The West End producer also vowed her shows would now always charge a discounted rate for preview performances.

Her pledge comes after the first preview of Hamlet was reviewed by a number of national newspapers, breaking the critical embargo set by the production team.

In the wake of the controversy, it is understood that Friedman met with critics last week to discuss a review embargo for the upcoming West End play Harry Potter and the Cursed Child, which she is producing.

Both The Times and the Daily Mail published early reviews of Hamlet, while writers from The Telegraph and Radio Times also published first-look previews.

Times critic Kate Maltby later defended her review by highlighting that preview tickets were the same price as for performances after the official opening.

Speaking to BBC Radio 4’s Front Row, Friedman claimed she charged more than usual for previews in order to subsidise 9,000 cheaper £10 tickets across the play’s run.

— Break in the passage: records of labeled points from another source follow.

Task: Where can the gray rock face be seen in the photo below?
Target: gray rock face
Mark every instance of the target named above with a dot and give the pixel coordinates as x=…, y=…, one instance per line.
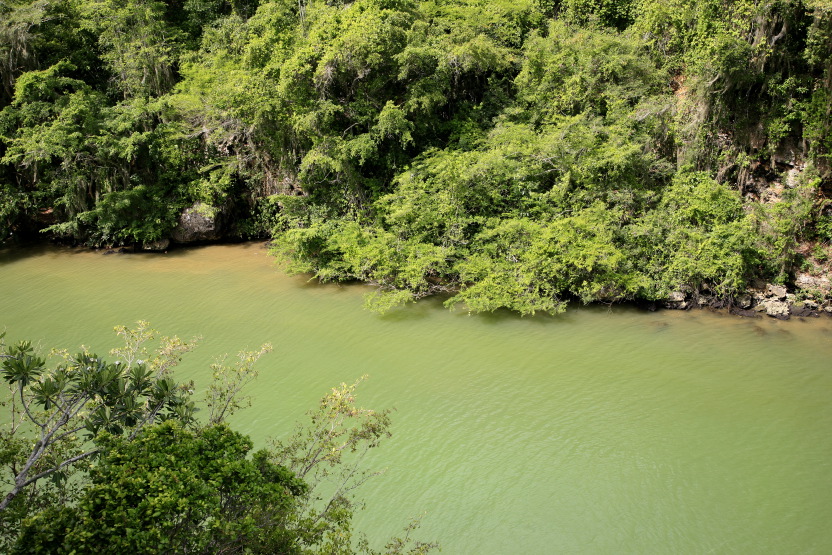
x=160, y=245
x=745, y=301
x=777, y=309
x=776, y=291
x=200, y=222
x=809, y=282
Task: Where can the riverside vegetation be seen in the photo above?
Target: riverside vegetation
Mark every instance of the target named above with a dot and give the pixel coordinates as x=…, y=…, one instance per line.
x=112, y=457
x=510, y=154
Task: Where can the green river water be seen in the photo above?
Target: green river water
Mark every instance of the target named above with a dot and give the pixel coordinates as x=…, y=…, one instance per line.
x=597, y=431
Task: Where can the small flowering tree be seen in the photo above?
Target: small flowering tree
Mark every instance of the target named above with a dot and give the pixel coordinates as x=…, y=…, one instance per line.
x=67, y=405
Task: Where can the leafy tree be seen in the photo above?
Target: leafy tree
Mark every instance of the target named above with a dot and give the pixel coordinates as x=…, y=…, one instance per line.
x=63, y=407
x=171, y=489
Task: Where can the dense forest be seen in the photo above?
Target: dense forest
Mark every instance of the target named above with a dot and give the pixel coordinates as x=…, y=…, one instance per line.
x=506, y=154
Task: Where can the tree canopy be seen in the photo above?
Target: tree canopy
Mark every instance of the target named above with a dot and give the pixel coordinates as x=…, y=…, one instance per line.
x=429, y=146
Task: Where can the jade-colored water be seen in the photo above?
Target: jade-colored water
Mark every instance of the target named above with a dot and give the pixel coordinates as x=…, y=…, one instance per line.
x=598, y=431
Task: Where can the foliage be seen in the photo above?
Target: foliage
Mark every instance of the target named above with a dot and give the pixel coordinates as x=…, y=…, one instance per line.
x=55, y=411
x=389, y=140
x=127, y=467
x=174, y=490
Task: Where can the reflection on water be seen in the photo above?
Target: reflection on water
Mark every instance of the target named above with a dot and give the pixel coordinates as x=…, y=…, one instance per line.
x=602, y=430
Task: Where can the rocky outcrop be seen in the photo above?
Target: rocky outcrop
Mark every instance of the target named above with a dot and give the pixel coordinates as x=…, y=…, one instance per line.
x=160, y=245
x=200, y=222
x=814, y=298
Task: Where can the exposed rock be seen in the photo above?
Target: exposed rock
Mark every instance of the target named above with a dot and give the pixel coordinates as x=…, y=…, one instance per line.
x=776, y=291
x=744, y=301
x=200, y=222
x=777, y=309
x=810, y=304
x=808, y=282
x=160, y=245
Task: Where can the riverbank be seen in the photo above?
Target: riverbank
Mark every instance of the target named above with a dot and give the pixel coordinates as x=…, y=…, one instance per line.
x=594, y=431
x=809, y=297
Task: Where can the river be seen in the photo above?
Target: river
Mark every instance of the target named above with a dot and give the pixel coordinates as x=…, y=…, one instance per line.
x=602, y=430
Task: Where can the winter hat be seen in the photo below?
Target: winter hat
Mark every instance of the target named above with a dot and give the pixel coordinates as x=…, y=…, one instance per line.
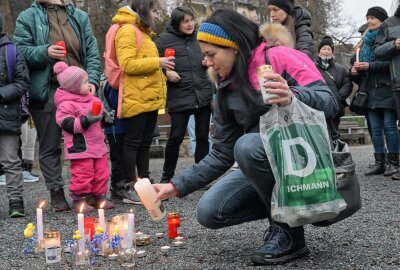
x=1, y=23
x=378, y=12
x=69, y=77
x=326, y=40
x=215, y=34
x=286, y=5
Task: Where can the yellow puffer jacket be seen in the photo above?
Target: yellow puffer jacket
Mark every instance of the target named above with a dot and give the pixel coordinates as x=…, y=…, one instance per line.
x=144, y=83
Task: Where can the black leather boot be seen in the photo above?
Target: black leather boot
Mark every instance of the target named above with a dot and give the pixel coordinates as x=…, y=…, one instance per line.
x=393, y=164
x=380, y=165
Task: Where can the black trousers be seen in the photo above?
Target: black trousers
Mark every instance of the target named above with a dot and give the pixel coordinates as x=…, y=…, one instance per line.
x=137, y=145
x=179, y=122
x=116, y=143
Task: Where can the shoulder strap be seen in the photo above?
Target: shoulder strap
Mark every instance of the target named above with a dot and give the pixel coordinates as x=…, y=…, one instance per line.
x=11, y=60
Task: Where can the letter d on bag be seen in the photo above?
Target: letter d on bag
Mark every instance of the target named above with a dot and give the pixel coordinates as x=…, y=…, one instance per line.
x=311, y=159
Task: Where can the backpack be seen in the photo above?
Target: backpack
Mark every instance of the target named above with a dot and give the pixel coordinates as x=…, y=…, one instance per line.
x=11, y=61
x=112, y=70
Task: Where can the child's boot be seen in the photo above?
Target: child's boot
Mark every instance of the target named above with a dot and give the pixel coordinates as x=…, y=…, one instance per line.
x=80, y=205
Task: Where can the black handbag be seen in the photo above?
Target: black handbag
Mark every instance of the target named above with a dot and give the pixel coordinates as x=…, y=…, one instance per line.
x=346, y=181
x=359, y=103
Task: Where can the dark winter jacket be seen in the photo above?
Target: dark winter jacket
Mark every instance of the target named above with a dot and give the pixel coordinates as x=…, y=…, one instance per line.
x=32, y=39
x=11, y=92
x=338, y=79
x=304, y=35
x=377, y=82
x=240, y=117
x=385, y=50
x=194, y=90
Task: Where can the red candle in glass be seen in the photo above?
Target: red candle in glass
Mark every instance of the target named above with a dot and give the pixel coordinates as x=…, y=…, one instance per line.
x=88, y=224
x=169, y=52
x=62, y=44
x=96, y=108
x=174, y=223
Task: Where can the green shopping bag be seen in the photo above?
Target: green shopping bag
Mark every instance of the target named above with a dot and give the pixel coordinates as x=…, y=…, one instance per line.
x=297, y=144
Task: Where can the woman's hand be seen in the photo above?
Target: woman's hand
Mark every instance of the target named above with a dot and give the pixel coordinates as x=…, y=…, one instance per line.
x=173, y=76
x=56, y=52
x=164, y=191
x=278, y=87
x=167, y=62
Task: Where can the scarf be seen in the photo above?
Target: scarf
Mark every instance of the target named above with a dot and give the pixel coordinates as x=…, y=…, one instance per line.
x=367, y=52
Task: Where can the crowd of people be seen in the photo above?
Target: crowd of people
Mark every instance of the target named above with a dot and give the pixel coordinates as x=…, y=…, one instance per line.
x=213, y=72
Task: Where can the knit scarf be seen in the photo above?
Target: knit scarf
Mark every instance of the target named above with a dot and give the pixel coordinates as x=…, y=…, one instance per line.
x=367, y=52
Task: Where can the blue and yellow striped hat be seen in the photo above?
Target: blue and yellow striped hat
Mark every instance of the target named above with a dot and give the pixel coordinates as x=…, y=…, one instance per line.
x=215, y=34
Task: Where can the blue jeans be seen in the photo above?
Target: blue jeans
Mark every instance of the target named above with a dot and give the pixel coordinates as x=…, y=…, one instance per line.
x=384, y=124
x=243, y=195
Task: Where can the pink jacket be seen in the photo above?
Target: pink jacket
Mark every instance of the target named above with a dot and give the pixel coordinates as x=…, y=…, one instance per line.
x=80, y=139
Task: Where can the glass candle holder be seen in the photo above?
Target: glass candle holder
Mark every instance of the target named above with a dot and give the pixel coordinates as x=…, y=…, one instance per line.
x=52, y=242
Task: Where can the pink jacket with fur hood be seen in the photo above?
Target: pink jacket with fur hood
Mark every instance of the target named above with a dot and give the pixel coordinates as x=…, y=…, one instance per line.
x=81, y=139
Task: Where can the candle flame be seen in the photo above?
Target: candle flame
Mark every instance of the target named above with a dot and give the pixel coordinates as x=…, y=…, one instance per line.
x=42, y=204
x=102, y=204
x=81, y=208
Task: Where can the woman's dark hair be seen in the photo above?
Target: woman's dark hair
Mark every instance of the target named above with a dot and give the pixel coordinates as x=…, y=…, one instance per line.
x=178, y=15
x=142, y=8
x=245, y=33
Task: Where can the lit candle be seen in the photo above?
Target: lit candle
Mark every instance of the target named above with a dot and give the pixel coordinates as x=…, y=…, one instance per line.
x=39, y=221
x=131, y=228
x=81, y=228
x=101, y=217
x=358, y=55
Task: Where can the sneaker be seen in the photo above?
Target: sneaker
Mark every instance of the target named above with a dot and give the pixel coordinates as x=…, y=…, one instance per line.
x=29, y=177
x=58, y=201
x=16, y=208
x=2, y=180
x=280, y=246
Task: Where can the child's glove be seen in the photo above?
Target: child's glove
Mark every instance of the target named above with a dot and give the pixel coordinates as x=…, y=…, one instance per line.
x=93, y=119
x=109, y=116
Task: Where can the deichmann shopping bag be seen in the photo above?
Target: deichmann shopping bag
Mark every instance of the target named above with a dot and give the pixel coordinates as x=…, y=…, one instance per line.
x=297, y=144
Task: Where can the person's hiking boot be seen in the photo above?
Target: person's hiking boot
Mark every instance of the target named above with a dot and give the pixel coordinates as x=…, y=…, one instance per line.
x=125, y=192
x=80, y=205
x=102, y=202
x=393, y=164
x=281, y=245
x=16, y=208
x=379, y=167
x=58, y=201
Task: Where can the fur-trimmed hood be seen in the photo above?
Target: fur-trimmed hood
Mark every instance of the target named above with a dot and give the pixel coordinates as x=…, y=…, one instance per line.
x=274, y=34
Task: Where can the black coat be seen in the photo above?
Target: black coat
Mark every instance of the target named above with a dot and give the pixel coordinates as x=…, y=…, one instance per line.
x=377, y=82
x=338, y=79
x=11, y=92
x=194, y=90
x=385, y=49
x=304, y=35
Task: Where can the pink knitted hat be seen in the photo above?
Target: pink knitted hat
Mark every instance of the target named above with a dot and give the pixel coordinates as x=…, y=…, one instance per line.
x=69, y=77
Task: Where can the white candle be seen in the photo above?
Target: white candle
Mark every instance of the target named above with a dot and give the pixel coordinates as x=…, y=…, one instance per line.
x=102, y=219
x=358, y=55
x=39, y=221
x=81, y=228
x=131, y=229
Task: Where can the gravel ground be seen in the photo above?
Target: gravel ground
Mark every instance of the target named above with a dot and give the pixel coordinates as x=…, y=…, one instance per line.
x=368, y=240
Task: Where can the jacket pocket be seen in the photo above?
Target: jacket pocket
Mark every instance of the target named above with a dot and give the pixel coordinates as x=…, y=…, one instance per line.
x=78, y=144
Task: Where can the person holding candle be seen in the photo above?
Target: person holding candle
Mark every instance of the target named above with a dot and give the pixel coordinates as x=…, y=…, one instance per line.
x=387, y=48
x=233, y=50
x=189, y=90
x=381, y=111
x=84, y=143
x=144, y=85
x=12, y=87
x=37, y=31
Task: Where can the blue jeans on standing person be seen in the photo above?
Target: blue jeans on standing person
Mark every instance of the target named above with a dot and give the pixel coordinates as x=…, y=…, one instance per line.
x=383, y=124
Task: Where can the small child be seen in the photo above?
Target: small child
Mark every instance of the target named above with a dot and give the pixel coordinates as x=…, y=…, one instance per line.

She explained: “Many limited-run plays don’t always have a pre and post-opening price difference. In the case of Hamlet, we didn’t have a pre-opening price difference because we’d made a different decision, which was to have 100 tickets at £10 across the house [every night], so we had total access.”

“We were only doing 12 weeks, it would have made it impossible to do the £10 tickets [otherwise],” she said.

Acknowledging fault, she continued: “In retrospect and in hindsight, I made the wrong decision. And I can say that I have absolutely revised my company’s policy as a result of what happened.”

“Whatever my decision on access is going to be, I will always have a pre and post-opening difference in pricing – because we lost our moral position in that argument.”

Adding that she “learned a huge amount” from the furore, Friedman went on to stress the importance of the preview process, and claimed critics broke a “gentleman’s agreement” by publishing early reviews.

She said: “We were all taken by surprise, and we felt very let down. The preview process is really crucial for the creative team to learn what they are doing in front of an audience.”

The producer continued: “You hope you will have done all the work necessary in that period, with an audience, to be ready for the national critics to then give their verdict. That’s the transaction; that’s the gentleman’s agreement.”